'One Flea Spare' full of vitality

by Sope Ogunyemi | 11/14/00 6:00am

Even with a professional company and months of rehearsal time, it would be difficult to do Naomi Wallace's play, "One Flea Spare," adequate justice. The play is rich in themes and metaphors that resonate both in the past and in the present. Hidden in the language, there are always new treasures to be unearthed and explored. The current staging at the Hopkins Center was produced in a considerably shorter time frame, and the cast and crew comprised of Dartmouth students and faculty had considerable additional demands on their time when compared to professional actors.

Within the boundaries of these constraints, director Mara B. Sabinson, with the help of assistant director Niegel Smith '02, manages to capture several of the plays important issues. Naomi Wallace, an American playwright based primarily in London, wrote "One Flea Spare" in 1996, and it earned her a 1997 Obie Award for Best Play.

In her play, four people of different social and economic classes are quarantined in a house for about a month during the London plague of 1665. Over the course of their enforced interaction, the rigidly constructed social distance between the rich and the poor is stripped away. Thus, the interaction between the actors, as well as the strength of the characters they portray, is integral to the success of the play.

Hannah Kenah '01 was without a doubt the jewel of the play. Most of the weight of the play rests on her shoulders because her character, Morse, is the twelve-year-old girl who narrates the story to us. As she manipulates everyone in the household, Kenah's Morse oscillates from childishness to intensity in the face of events no child should have to recount. During the first act, she brought vitality to a stage that was strangely stilted, as the actors struggled to connect with each other.

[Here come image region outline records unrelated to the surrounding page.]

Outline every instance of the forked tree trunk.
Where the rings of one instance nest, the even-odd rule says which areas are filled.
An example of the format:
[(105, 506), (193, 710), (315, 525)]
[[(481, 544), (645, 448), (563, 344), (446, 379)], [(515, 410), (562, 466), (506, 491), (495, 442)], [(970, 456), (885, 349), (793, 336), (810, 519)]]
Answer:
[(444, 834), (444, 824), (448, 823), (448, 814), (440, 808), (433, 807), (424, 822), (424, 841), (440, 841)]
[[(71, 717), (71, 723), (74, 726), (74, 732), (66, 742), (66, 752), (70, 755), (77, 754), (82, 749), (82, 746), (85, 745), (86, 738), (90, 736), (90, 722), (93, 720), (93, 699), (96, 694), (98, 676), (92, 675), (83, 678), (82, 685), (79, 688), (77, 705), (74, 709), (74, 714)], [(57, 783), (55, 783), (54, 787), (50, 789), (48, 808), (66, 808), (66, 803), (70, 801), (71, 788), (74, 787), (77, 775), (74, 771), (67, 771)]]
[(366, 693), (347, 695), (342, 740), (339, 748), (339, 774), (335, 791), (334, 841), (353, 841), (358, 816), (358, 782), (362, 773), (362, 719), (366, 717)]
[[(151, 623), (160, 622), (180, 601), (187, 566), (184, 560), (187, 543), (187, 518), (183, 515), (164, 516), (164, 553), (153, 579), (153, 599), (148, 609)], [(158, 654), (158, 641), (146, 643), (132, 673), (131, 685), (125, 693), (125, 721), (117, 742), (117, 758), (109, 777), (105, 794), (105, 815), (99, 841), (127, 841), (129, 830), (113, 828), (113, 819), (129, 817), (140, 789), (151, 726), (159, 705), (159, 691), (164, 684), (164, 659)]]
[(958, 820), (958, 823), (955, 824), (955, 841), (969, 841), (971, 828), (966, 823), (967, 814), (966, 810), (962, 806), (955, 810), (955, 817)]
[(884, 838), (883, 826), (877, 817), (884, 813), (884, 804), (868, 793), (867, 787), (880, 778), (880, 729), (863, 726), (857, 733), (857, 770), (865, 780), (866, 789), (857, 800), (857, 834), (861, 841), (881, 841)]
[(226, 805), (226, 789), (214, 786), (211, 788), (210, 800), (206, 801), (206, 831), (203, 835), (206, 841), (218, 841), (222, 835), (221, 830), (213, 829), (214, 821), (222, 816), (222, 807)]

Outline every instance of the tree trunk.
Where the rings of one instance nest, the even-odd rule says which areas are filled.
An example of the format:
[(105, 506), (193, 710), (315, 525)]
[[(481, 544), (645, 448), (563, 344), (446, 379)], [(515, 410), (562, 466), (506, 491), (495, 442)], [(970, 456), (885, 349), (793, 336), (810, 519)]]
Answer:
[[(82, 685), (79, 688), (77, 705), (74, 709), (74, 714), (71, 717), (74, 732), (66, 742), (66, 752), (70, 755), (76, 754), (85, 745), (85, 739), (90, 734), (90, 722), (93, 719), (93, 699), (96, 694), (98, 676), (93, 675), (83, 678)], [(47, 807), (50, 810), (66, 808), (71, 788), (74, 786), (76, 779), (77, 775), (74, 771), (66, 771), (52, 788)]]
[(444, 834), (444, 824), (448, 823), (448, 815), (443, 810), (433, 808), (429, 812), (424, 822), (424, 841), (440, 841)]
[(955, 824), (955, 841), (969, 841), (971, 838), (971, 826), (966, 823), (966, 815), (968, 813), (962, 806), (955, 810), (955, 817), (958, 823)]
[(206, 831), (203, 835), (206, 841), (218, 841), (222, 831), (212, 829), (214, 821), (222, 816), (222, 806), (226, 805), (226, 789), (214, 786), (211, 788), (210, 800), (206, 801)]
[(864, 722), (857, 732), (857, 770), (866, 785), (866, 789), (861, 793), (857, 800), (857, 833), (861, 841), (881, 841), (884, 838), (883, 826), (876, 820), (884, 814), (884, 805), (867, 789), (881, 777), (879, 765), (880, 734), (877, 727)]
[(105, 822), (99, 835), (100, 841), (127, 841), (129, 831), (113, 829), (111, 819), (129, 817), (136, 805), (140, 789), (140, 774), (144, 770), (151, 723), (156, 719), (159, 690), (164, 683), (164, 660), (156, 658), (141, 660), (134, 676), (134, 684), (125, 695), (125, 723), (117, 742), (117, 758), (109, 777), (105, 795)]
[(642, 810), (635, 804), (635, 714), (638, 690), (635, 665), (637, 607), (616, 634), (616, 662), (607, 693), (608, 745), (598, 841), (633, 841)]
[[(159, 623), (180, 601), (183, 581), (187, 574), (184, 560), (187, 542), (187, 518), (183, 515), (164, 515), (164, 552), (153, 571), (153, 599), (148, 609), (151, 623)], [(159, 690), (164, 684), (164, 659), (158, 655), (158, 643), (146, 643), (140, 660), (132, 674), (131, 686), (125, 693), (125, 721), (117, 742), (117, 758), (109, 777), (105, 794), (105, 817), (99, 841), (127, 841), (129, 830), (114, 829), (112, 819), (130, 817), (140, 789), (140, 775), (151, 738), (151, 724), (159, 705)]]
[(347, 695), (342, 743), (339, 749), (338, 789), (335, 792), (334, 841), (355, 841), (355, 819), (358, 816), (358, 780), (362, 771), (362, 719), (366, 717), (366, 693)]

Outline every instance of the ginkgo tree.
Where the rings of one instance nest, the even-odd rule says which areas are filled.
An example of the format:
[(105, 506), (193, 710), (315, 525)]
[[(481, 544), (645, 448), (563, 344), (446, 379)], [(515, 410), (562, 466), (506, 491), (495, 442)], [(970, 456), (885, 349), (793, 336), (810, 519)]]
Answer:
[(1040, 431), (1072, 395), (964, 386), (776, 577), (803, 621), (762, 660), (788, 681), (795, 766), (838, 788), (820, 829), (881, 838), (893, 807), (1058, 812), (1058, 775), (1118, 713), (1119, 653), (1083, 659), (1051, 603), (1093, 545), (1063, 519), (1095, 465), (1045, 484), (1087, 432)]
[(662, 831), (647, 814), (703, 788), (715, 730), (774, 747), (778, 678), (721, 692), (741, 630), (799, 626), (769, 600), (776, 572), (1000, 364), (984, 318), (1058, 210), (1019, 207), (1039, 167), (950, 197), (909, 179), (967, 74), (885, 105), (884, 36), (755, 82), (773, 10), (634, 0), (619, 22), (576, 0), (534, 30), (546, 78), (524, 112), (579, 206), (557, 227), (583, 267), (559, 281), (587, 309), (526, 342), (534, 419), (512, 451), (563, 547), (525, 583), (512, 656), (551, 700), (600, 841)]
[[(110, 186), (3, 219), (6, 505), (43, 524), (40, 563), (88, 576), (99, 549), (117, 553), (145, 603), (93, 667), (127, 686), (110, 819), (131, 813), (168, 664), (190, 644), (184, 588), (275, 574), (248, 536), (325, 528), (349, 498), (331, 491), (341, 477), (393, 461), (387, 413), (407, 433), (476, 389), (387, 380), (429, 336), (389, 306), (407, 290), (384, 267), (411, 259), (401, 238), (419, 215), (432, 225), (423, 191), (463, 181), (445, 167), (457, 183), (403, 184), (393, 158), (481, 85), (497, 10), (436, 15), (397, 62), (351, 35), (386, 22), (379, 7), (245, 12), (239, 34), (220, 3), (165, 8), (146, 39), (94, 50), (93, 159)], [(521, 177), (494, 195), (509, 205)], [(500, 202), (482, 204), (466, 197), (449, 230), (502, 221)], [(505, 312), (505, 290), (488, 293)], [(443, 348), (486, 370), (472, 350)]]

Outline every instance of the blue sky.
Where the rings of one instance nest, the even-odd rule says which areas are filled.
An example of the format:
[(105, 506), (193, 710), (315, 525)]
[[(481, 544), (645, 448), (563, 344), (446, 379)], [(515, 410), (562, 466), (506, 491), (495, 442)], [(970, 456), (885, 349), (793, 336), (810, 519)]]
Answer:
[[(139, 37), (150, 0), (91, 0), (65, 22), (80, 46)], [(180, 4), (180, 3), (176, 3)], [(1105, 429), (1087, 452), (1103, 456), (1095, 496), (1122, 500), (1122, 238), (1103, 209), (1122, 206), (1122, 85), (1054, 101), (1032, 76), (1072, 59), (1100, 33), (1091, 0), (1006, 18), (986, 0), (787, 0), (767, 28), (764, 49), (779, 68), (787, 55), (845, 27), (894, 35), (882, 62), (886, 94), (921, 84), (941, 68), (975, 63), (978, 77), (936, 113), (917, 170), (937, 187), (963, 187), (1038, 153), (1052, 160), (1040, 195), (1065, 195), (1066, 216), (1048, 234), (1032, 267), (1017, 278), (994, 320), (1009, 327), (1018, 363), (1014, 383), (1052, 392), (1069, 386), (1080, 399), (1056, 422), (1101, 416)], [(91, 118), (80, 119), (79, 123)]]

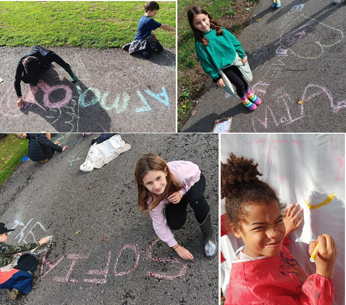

During the second act, however, the interaction between Rachel Fink '01 as Darcy and Tom Dugdale '03 as Bunce began to match the vitality of Kenah's performance. Their portrayal of the romance between an elderly upper-class woman and a young sailor hiding from mandatory service in Her Majesty's Navy ignited the stage.

Fink's Darcy Snelgrave is the sexually neglected wife of the wealthy owner of the house in which they are quarantined, and her relationship with Bunce is one device Wallace uses to question class stratification.

Dugdale's character contributed much of the heightened intensity of the second act, because of sexual tension with both the Snelgraves. In one scene, Snelgrave, played in the Hopkins Center production by Jackson Burke '03, pressures Bunce, his servant, to admit desires for homosexual sex while at sea. In response to his badgering, Bunce, who has previously admitted such activity to Darcy, takes his master's finger and sticks it through the hole of an orange he has been devouring. The topics explored within the scene are relevant to the past, yet they also resonate to a contemporary audience. "One Flea Spare" balances quite nicely the border between past and present.

One of the ways in which Wallace achieves this balance is an overturn of constructed class distinctions of the 17th century, as well as of the 21st. Symbolically, her characters exchange status symbols throughout the play. Bunce strips Snelgrave of his status by donning his master's clothes. Morse goes so far as to take on the identity of the privileged girl she served and who died a victim of the plague.

It is Kabe, a guard certainly not of the upper class played by Gabriel Crowl '01, who controls all the inhabitants' access to the world outside. In addition, unlike the historical facts, it is for the most part the underprivileged who survive the plague. It is from Morse's recollection, from her perspective, that we receive information about what happened in the room.

The drama department used its resources to create wonderful moments during the production. Lighting designer Colin Bills '98 used clever tricks of light to highlight Morse's wrenching soliloquies, and set designer Christine Jones' bordered set contributed to the sense of confinement that was brought into stark contrast with the vitality of the second act. Thus, despite the limitations it must work with, the drama department presents a funny yet insightful production of a complex play.

"One Flea Spare" plays Wednesday through Saturday at 8 p.m. and on Sunday at 2 p.m. in Moore Auditorium.